Despite the thieves' efforts, the train only accelerates, leaving them unable to escape. At the dock, the ferry arrives. As Barton watches, the train hurtles through the dock, crashes into the train on the ferry at full speed and pushes it out to sea, dragging the remaining cars into the ocean. People are rescued from the water. Possibly due to being drunk, Ben is among the last to get rescued.

Doyle tells Barton/Fordyce that he is Detective Barton. But "Fordyce”, who is the real Barton, reveals to Doyle that he's made a couple of mistakes. First, the cops weren't just after the necklace; they were also after Sheldrake. They knew that the necklace would draw Sheldrake out, and hence, that Sheldrake would surely draw Doyle out. Second, Doyle was foolish enough to impersonate a detective, and Barton, of all detectives... "The comic part of it is," Barton says, in conclusion, "I'm Barton." All of the thieves except Nora are apprehended by the police. In the final shot, Ben reveals to Nora and Barton that he has the diamond necklace.

==Cast==
- Leon M. Lion as Ben
- Anne Grey as Nora – The 'Deaf-Mute' Girl
- John Stuart as Barton – The Detective
- Donald Calthrop as Brant – Nora's Escort
- Barry Jones as Henry Doyle
- Ann Casson as Rose Ackroyd
- Henry Caine as Officer Ackroyd
- Garry Marsh as Sheldrake

==Production==
Hitchcock returned to England from a trip to the Caribbean with a new idea for a film. He told John Maxwell about it, but Maxwell said that Walter C. Mycroft had a different project for Hitchcock: a filmed version of Joseph Farjeon's play Number Seventeen, which had already been filmed. Hitchcock was unhappy with the project, as he considered the story to be riddled with cliches. He instead wished to film a version of John Van Druten's play London Wall. Director Thomas Bentley, who directed the 1932 film adaptation of London Wall titled After Office Hours, had wished to direct Number Seventeen.

Hitchcock was assigned writer Rodney Ackland for the film, which was intended as a comedy-oriented thriller.

Although the opening credits confirm the picture's title as Number Seventeen, much of the promotional material and many modern-day film databases refer to the film as Number 17, which was its American release title. In the 1966 book Hitchcock/Truffaut, Hitchcock called the film a "disaster."

The film makes extensive use of miniature sets, including a model train, bus and ferry.

This is one of the few Hitchcock thrillers that Hitchcock himself doesn't have a cameo in.

==Reception==
Many critics who may be unfamiliar with the film's comedy origins have judged Number Seventeen as a failed attempt at serious drama.
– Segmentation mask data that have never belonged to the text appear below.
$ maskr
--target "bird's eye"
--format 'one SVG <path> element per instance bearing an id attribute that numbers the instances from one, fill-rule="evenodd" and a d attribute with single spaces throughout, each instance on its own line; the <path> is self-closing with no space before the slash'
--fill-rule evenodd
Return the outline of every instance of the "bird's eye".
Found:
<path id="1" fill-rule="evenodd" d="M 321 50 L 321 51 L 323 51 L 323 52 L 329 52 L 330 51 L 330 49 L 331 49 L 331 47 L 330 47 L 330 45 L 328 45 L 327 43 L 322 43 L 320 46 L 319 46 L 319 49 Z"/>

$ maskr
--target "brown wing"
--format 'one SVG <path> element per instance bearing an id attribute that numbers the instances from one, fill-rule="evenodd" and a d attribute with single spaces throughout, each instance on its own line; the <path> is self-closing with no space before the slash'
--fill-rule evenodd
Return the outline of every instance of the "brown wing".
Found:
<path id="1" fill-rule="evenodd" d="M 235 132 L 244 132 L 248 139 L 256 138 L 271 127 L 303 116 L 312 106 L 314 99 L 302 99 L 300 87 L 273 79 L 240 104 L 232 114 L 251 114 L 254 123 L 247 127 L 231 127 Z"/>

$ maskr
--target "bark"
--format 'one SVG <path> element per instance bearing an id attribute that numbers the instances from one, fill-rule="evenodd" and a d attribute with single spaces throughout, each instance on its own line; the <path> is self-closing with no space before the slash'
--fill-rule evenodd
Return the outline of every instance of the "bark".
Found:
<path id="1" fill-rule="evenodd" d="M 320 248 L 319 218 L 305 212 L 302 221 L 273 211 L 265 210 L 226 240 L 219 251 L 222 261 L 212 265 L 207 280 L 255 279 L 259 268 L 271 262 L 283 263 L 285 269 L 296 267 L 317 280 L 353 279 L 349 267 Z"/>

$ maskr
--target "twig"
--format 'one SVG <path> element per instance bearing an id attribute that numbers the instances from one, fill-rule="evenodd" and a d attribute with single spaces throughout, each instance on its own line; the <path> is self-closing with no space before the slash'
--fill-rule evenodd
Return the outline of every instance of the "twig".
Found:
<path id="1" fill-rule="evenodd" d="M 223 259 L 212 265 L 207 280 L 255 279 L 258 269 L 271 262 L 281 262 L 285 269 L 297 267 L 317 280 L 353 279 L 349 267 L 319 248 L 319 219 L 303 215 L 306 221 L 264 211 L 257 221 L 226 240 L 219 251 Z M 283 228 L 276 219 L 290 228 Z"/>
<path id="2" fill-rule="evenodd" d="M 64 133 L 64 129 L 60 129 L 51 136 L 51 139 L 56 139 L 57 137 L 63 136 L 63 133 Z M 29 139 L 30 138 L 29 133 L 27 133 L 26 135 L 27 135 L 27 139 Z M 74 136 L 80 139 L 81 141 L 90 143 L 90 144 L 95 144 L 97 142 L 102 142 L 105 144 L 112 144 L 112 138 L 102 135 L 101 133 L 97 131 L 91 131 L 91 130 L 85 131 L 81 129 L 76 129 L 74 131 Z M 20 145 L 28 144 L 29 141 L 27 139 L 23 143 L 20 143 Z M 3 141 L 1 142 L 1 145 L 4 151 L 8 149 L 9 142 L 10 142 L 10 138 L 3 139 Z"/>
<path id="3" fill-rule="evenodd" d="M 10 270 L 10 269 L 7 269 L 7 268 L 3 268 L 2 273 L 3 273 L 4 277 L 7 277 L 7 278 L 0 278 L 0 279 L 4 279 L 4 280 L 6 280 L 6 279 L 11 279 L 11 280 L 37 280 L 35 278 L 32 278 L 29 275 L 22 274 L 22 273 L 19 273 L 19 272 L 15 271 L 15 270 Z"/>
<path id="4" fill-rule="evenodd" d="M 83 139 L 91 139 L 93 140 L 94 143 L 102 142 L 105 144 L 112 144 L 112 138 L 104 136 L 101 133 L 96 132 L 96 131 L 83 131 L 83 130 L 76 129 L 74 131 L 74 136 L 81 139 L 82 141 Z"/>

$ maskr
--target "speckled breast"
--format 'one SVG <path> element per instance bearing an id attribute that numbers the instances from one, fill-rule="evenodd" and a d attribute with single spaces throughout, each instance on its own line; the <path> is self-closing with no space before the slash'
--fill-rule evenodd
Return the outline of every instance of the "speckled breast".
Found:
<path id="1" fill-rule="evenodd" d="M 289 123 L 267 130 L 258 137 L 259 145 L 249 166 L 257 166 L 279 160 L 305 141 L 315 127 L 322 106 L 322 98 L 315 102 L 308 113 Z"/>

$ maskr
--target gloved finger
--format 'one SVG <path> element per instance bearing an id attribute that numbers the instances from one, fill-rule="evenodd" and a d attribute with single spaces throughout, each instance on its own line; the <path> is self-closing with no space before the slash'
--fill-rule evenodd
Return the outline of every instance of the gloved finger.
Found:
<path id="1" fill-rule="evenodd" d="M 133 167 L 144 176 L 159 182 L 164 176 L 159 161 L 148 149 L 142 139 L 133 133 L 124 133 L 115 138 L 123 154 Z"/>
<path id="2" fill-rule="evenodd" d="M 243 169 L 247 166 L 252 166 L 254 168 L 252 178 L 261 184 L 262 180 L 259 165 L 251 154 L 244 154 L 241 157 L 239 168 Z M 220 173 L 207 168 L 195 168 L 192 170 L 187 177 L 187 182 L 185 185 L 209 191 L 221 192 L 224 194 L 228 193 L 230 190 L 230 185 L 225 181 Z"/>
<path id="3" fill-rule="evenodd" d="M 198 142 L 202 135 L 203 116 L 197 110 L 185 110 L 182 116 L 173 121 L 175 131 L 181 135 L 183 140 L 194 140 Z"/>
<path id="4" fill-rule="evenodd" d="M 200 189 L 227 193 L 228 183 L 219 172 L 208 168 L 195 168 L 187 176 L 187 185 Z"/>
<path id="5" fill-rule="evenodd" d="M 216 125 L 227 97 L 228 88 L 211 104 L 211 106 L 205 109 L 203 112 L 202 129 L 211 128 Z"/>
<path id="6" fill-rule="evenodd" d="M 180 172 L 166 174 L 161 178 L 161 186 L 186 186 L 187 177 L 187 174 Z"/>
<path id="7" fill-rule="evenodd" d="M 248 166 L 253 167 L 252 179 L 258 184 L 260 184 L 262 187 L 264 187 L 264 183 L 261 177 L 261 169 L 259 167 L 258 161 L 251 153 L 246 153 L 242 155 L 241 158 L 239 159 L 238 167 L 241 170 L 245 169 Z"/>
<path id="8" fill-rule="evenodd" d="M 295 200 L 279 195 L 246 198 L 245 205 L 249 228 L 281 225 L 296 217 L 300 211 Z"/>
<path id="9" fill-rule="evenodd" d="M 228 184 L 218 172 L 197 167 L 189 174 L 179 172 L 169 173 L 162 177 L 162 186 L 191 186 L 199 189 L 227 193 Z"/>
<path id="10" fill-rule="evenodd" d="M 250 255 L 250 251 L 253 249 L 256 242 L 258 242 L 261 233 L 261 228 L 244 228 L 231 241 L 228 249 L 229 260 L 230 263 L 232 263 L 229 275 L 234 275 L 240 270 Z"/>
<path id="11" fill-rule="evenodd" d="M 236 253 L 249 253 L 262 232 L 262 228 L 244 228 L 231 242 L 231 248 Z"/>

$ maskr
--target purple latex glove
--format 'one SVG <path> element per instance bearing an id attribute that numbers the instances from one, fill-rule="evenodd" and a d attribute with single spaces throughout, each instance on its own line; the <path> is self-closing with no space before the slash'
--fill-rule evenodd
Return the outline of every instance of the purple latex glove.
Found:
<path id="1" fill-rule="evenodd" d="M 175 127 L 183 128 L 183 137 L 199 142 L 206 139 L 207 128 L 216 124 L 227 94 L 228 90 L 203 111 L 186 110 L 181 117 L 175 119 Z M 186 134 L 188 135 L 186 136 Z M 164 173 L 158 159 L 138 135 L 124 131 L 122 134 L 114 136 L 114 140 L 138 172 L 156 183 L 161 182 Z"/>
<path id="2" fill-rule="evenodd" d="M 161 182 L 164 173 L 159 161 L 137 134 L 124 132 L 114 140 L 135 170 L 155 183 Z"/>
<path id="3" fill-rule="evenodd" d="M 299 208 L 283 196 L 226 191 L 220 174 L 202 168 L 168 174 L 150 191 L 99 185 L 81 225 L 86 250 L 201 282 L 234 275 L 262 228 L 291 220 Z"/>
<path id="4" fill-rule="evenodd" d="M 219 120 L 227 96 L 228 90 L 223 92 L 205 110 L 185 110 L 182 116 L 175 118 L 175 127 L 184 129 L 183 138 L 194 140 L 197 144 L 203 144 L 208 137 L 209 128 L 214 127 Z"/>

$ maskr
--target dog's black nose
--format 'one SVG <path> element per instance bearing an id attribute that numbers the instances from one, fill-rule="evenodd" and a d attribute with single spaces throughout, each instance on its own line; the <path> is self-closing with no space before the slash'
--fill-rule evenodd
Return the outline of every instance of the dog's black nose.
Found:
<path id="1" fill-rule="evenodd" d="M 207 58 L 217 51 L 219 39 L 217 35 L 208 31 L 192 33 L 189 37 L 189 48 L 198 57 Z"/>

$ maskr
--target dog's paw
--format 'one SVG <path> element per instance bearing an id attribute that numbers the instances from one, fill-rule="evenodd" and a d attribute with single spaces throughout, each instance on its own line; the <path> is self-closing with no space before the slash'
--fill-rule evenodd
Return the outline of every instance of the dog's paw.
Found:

A reviewer for Variety wrote in August 1932: "Like the play, the story is vague and, despite its intended eeriness, unconvincing. It is asking a lot of an audience—even a picture one—to make them believe a woman accomplice of a band of thieves will fall in love at first sight with a detective and prevent his being done in by her associates." The review observed that the climactic train crash scene was "very good, but not sufficient to make it anything but a program feature."

Upon the film's initial release, some audience members reacted to Number Seventeen with confusion and disappointment. In the 1966 book Hitchcock/Truffaut, François Truffaut offered a similar verdict, telling Hitchcock that he had found the film "quite funny, but the story was rather confusing."

Number Seventeen continues to garner generally negative reviews; the critical consensus published by review aggregator Rotten Tomatoes calls the film "highly entertaining but practically incomprehensible" and an "unsatisfactory early tongue-in-cheek comedy/suspense yarn."

==Copyright status and home media==
Number Seventeen is copyrighted worldwide, but it has been widely bootlegged on home video. However, various licensed, restored releases have appeared on DVD disc and video-on-demand services. On December 7, 2021, the film was released on Blu-ray disc in the U.S. by Kino Lorber.